The program below show that gcc reorder floating point instructions in such a way to make inexact checking fruitless. Reading generated assembler I see two problems: 1) the cast to float in x assignment is executed *after* fetestexcept and not before as it's written (and needed to get the correct result). This infringes C99 standard sequence point rules. 2) the second division is not recomputed (because CSE), then inexact flag is not changed after feclearexcept I guess that the latter is due to missing #pragma STDC FENV_ACCESS implementation, but the former undermine the whole fetestexcept usability. $ cat bug.c #include <fenv.h> #include <stdio.h> double vf = 0x0fffffff; double vg = 0x10000000; /* vf/vg is exactly representable as IEC559 64 bit floating point, while it's not representable exactly as a 32 bit one */ int main() { double a = vf; double b = vg; feclearexcept(FE_INEXACT); float x; x = a / b; printf("%i %.1000g\n", fetestexcept(FE_INEXACT), x); feclearexcept(FE_INEXACT); double y; y = a / b; printf("%i %.1000g\n", fetestexcept(FE_INEXACT), y); return 0; } $ gcc -O2 bug.c -lm $ ./a.out 0 1 0 0.9999999962747097015380859375 $
Created attachment 17176 [details] Assembler generated by gcc -S -O2 bug.c
It is both due to missing #pragma STDC FENV_ACCESS GCC does not have a way to represent use/def of floating-point status, so the call to fetestexcept is not a barrier for moving floating-point operations. In fact, it will be hard to represent this.
*** Bug 85633 has been marked as a duplicate of this bug. ***
Note that a not too disruptive "implementation" of the dependences would be to add outgoing abnormal edges to the fenv* calls. Not too disruptive in terms of implementation - the effect on code generation might be very noticable though (note that all calls to functions that might call fenv* functions themselves are subject to the same treatment). Of course there's the (existing) issue of RTL expansion not maintaining abnormal edges. You can experiment with this by declaring the fenv* functions with __attribute__((returns_twice)). Note w/o also having incoming abnormal edges this might not be a full barrier for downward motion.
Since any non-const function can examine floating-point state, I'd expect significant effects on code generation. (Whether this also applies to asms depends on the architecture; some architectures have a register name you can use in asm operands to refer to floating-point state, and in those cases asms reading or writing that state "should" say explicitly that they do so, but I don't think all architectures have such a name supported by GCC in asms.)

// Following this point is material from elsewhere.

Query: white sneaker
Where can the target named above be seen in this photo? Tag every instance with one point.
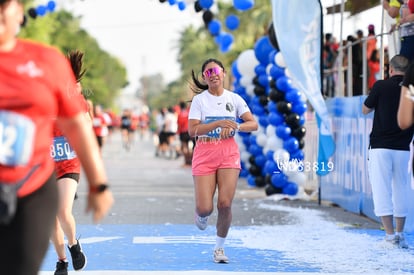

On Fri, 4 May 2018, joseph at codesourcery dot com wrote: > https://gcc.gnu.org/bugzilla/show_bug.cgi?id=38960 > > --- Comment #5 from joseph at codesourcery dot com <joseph at codesourcery dot com> --- > Since any non-const function can examine floating-point state, I'd expect > significant effects on code generation. (Whether this also applies to > asms depends on the architecture; some architectures have a register name > you can use in asm operands to refer to floating-point state, and in those > cases asms reading or writing that state "should" say explicitly that they > do so, but I don't think all architectures have such a name supported by > GCC in asms.) That's true. GCCs job would then be to prove and IPA-propagate knowledge of which functions actually do access FP state. If it actually works (still needs to be proven by experiment) it is still the simplest approach for "fixing" the issue. If it works a first enhancement would be to not re-use returns_twice but invent a new attribute so we can do more careful abnormal edge creation. An alternative fix could involve forcing all FP computation results to (addressable aka aliasable) memory and make FP state accesses also access all (FP?) memory. Alternatively all FP ops could be "lowered" to internal functions and thus basically hidden from the optimizers. Dependences to FP state accessors can be handled as memory dependence then. This lowering would be similar to what is proposed for a -ftrapv replacement. The issue then remains on the RTL side though (but maybe we're lucky and re-ordering doesn't happen there and/or we could expand suitable barriers before and after possible FP state accesses). Another alternative would be to try to model the FP state explicitely. With the right infrastructure this would allow modeling other CPU state (CC flags) in a similar way. I think that the force-to-memory variant isn't really worth exploring since it involves a lot of engineering with questionable benefit over the "simple" solution(s).